Tuesday, June 23, 2009

Industrialisation or environmental colonialism?

times of corporate totalitarianism such as ours, there is an unchallenged consensus, promoted by the media, that India needs economic development, that rapid economic growth is the most reliable way to achieve it (through the infamous ‘trickle-down’ effect), that this in turn is best achieved through breakneck industrialisation and that anyone who stands in the way of such ‘development’ needs to have her patriotic credentials examined. This may include, for instance, those who (following the latest warnings of the IPCC) are pointing to dangerously threatened, rapidly melting Himalayan glaciers.
Nothing is in fact farther from the truth, especially when one keeps reminding oneself that the free press is city-based and is anything but free. People have by now heard of Nandigram and Singur – perhaps because they happen to be in communist-ruled West Bengal, the hypocrisy of the government all too transparent there. However, as a National Convention held in New Delhi recently revealed, there are fires of protest growing in number, frequency and intensity against the large-scale acquisition of land for purposes of industrial/infrastructural/real-estate ‘development’ all across India. The question is whether city-based media outlets are reporting the facts adequately and accurately and whether urban elites have the integrity and courage to face the monstrous injustices that their leaders are busy inflicting on the countryside and its hapless populations.

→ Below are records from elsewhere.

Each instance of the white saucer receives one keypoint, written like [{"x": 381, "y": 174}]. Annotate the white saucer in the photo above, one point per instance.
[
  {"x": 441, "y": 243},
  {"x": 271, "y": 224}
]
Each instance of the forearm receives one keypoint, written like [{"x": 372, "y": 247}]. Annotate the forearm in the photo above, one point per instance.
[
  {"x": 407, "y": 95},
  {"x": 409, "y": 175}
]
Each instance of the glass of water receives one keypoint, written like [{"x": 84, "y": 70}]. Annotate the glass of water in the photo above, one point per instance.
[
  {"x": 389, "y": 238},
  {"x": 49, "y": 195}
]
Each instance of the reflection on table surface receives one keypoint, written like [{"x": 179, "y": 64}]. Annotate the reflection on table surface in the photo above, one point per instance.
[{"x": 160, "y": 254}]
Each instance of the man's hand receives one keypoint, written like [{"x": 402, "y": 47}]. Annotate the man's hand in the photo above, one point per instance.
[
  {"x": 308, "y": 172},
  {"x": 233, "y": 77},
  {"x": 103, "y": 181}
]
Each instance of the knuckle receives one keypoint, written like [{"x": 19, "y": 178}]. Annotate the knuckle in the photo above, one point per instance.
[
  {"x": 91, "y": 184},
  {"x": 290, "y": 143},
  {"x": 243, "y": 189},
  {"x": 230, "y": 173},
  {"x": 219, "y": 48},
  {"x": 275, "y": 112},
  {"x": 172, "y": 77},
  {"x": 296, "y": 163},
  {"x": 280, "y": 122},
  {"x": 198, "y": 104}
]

Orissa: A plain enough case of environmental colonialism
Consider just one of many cases: Orissa. In addition to the massive bauxite mining (which has already disrupted the traditional livelihoods of dozens of local tribal communities), thanks to huge iron ore deposits under the forests, as many as 45 steel plants are on the anvil in this small state alone! Importantly, the people of the state have not asked for them. No democracy there, no plebiscite or referendum.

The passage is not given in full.